In 1970, she dropped out of design school three months before completing her diploma. For the next 30 years, she abandoned her art apart from dabbling occasionally in life drawing.
Supportive environment
But she was always aware that she was denying an essential part of herself. In 2000, with the onset of severe illness, she started attending Pablos Art Studios in Wellington. Since then, it has provided her with a supportive environment where she can pursue and develop her art.
“Pablos has provided me with structure, an occupation, a daily routine and a sense of community,” Ingrid says. “I hate to think what would have happened to me if it hadn’t been there. Pablos probably saved my life and I’m very fortunate to have it.”
As Ingrid’s life has become more stable, she is less dependent on Pablos Art Studios but still likes to keep in regular contact. “I want to have a life that I want to live – not just an existence.

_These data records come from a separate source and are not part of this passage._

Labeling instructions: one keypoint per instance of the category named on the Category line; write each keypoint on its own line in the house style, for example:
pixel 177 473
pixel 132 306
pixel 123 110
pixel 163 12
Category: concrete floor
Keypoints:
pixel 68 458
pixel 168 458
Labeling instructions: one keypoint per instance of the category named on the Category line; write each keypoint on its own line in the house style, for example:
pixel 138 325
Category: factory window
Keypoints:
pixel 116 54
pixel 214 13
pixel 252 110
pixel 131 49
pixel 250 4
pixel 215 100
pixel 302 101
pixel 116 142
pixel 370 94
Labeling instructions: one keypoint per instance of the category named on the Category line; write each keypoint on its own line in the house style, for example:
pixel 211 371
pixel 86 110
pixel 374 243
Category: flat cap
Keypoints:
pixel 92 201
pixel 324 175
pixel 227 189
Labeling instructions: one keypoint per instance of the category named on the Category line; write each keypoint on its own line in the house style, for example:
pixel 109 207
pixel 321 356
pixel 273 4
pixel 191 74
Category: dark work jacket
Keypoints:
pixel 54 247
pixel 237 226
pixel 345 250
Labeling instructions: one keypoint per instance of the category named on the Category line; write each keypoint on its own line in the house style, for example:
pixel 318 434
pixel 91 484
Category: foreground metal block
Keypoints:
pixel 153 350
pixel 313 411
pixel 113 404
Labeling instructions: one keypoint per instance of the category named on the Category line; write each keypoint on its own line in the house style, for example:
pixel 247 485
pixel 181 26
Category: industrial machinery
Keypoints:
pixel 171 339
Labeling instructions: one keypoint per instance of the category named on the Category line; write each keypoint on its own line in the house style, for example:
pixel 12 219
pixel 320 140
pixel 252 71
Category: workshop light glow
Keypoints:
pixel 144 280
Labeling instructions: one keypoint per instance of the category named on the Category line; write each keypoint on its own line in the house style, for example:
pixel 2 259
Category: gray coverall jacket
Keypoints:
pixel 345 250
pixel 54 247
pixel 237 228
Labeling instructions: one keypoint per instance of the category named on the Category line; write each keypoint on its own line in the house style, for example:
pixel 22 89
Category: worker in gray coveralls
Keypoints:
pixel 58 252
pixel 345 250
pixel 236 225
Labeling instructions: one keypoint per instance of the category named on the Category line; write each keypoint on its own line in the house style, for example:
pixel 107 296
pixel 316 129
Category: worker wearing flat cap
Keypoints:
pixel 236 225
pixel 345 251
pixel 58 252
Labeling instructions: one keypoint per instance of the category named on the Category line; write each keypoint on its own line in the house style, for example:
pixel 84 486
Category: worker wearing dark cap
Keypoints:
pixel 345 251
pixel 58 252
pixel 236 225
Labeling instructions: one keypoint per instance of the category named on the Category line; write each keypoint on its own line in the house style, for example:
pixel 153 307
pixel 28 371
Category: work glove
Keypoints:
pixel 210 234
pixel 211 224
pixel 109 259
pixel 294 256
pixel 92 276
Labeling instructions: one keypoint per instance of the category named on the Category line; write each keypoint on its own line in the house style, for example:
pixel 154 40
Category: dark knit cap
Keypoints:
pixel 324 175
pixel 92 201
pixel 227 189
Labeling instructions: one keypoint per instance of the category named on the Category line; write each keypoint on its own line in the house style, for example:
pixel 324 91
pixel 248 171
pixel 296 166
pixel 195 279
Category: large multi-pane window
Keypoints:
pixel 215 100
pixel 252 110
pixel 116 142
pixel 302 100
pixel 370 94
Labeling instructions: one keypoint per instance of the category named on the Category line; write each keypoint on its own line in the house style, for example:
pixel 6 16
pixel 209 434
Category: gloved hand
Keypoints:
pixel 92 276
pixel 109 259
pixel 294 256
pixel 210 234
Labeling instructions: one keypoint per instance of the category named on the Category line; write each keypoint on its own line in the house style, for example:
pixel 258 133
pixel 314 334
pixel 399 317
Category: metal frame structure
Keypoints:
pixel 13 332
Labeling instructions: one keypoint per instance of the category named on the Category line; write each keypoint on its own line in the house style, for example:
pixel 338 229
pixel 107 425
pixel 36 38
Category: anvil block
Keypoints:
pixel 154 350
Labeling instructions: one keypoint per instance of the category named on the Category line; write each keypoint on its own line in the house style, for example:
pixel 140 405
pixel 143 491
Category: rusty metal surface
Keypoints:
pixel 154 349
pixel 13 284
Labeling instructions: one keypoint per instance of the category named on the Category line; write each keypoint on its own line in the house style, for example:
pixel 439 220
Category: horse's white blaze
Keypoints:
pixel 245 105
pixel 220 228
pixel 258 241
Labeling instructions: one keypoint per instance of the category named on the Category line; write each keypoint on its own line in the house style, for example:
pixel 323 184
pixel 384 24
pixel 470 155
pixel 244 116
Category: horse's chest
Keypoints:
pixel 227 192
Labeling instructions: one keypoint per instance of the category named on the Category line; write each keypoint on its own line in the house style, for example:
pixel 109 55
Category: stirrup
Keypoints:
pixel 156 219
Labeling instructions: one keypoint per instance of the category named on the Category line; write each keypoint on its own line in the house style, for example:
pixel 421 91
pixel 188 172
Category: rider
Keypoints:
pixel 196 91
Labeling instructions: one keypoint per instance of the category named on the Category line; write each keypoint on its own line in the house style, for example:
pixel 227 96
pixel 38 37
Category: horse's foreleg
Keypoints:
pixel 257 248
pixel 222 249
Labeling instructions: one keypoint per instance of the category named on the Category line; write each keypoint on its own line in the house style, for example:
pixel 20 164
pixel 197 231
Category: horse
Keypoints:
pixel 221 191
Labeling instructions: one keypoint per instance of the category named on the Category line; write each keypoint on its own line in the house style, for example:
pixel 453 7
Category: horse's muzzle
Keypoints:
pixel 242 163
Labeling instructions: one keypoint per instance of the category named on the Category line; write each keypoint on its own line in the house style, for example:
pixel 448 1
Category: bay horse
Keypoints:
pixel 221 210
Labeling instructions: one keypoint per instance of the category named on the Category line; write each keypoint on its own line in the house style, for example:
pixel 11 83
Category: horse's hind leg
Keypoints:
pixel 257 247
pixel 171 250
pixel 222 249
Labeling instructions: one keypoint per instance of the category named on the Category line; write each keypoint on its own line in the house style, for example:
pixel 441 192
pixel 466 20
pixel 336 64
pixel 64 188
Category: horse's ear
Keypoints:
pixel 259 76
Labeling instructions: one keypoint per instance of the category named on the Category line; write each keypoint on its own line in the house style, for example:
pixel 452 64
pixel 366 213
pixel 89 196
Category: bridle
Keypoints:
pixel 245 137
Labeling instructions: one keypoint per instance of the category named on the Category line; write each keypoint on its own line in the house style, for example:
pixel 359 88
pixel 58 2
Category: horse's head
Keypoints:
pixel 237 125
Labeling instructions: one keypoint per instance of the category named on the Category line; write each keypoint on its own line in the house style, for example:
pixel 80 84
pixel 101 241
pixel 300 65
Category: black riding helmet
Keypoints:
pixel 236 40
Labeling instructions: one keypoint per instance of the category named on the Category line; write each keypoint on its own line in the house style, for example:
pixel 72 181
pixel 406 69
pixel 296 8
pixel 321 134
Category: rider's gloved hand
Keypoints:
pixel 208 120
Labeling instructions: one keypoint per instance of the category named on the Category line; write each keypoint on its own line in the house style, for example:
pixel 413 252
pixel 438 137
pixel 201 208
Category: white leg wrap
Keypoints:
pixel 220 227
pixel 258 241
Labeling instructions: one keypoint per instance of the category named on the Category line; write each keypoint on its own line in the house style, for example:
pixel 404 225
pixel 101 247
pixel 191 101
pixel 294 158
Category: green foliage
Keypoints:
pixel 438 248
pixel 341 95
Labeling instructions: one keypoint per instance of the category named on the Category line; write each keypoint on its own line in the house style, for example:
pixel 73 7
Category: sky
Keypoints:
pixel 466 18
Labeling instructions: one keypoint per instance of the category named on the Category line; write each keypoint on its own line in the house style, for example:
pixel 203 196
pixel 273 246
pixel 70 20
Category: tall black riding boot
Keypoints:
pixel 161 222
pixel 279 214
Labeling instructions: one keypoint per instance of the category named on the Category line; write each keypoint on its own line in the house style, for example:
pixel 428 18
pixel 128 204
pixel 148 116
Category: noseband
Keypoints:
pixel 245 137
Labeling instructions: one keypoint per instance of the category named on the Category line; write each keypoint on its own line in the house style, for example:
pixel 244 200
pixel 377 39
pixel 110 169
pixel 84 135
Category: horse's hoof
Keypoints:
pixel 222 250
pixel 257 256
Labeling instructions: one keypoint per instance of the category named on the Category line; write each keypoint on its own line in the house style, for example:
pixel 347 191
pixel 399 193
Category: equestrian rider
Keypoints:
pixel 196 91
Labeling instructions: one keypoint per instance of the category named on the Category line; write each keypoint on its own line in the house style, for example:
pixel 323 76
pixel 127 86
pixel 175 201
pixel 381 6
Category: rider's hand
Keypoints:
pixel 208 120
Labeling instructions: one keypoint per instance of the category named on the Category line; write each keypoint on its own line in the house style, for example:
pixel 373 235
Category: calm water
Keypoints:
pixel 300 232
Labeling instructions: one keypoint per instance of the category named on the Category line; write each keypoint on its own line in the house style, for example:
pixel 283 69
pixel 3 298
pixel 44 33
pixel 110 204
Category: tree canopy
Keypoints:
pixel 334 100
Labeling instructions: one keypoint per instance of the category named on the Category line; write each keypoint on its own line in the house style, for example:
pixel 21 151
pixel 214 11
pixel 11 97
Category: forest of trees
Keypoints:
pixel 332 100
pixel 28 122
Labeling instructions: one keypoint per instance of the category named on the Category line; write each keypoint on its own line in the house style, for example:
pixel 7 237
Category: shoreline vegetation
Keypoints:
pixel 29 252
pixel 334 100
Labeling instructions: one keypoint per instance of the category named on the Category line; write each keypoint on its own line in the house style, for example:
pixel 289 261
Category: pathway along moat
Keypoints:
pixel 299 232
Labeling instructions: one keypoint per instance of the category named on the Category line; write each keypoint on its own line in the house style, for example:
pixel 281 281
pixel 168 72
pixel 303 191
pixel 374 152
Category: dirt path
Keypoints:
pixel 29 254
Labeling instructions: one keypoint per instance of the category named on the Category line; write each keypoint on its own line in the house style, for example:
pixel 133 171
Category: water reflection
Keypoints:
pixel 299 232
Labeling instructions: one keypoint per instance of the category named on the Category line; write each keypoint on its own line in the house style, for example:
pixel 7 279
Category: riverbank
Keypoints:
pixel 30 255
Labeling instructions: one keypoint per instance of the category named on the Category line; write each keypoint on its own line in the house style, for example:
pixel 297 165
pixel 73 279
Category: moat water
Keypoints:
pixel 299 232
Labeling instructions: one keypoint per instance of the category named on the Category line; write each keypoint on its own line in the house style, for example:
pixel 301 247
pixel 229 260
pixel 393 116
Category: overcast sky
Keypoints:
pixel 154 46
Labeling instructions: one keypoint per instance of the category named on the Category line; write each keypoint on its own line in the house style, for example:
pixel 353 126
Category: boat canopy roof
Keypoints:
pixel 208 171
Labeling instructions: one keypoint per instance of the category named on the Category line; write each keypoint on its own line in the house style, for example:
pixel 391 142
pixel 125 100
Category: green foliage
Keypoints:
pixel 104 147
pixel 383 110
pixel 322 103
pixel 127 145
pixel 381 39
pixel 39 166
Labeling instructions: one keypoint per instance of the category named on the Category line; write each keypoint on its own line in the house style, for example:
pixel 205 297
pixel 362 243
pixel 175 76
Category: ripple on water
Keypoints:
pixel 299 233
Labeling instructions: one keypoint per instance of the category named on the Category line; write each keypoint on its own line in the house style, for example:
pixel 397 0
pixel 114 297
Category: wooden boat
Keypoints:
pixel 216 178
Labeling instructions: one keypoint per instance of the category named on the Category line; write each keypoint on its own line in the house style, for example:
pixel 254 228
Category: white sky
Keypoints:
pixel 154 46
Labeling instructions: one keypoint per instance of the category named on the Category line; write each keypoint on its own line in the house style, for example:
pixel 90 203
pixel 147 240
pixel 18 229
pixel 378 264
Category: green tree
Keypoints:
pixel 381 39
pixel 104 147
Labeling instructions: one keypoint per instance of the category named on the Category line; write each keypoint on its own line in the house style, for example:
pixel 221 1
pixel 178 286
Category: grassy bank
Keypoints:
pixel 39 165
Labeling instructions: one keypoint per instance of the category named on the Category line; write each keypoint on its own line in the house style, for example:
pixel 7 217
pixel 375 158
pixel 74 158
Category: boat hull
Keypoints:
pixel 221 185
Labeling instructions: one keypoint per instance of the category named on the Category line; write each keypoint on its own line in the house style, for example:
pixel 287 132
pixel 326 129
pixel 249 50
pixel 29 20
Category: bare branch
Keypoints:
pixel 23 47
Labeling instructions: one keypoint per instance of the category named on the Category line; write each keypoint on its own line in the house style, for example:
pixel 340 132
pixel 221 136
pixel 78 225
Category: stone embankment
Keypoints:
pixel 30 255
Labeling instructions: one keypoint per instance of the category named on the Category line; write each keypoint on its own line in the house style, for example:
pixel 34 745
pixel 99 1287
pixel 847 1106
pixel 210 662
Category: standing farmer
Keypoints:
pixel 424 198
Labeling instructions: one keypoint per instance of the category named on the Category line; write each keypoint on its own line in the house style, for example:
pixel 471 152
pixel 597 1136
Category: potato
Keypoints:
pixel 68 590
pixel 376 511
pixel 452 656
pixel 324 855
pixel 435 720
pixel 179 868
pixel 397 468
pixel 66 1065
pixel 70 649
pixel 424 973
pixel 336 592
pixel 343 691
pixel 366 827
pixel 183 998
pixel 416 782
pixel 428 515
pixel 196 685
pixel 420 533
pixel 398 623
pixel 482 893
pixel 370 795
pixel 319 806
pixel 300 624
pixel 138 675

My artwork is an integral part of who I am. If it’s not expressed, my life is out of balance.”
Open five days a week, Pablos Art Studios supports more than 100 individuals every year and has up to 25 artists attending on a daily basis. As Ingrid points out, everyone who goes to Pablos is different. But they have one thing in common. They have all experienced mental ill-health.
Established in 1993, Pablos Art Studios facilitates artistic expression, and encourages personal growth and independence through the arts. As well as an art studio, it runs ROAR! gallery where Pablos’ artists exhibit their work alongside others in the outsider artist community.
“Art is a perfect medium for people who experience mental illness to express their creativity and build their self-esteem,” says co-ordinator Fiona Elwood. “It’s a very personal thing and there are no rights and wrongs in art. It gives people an ability to step out from a label and into the world.”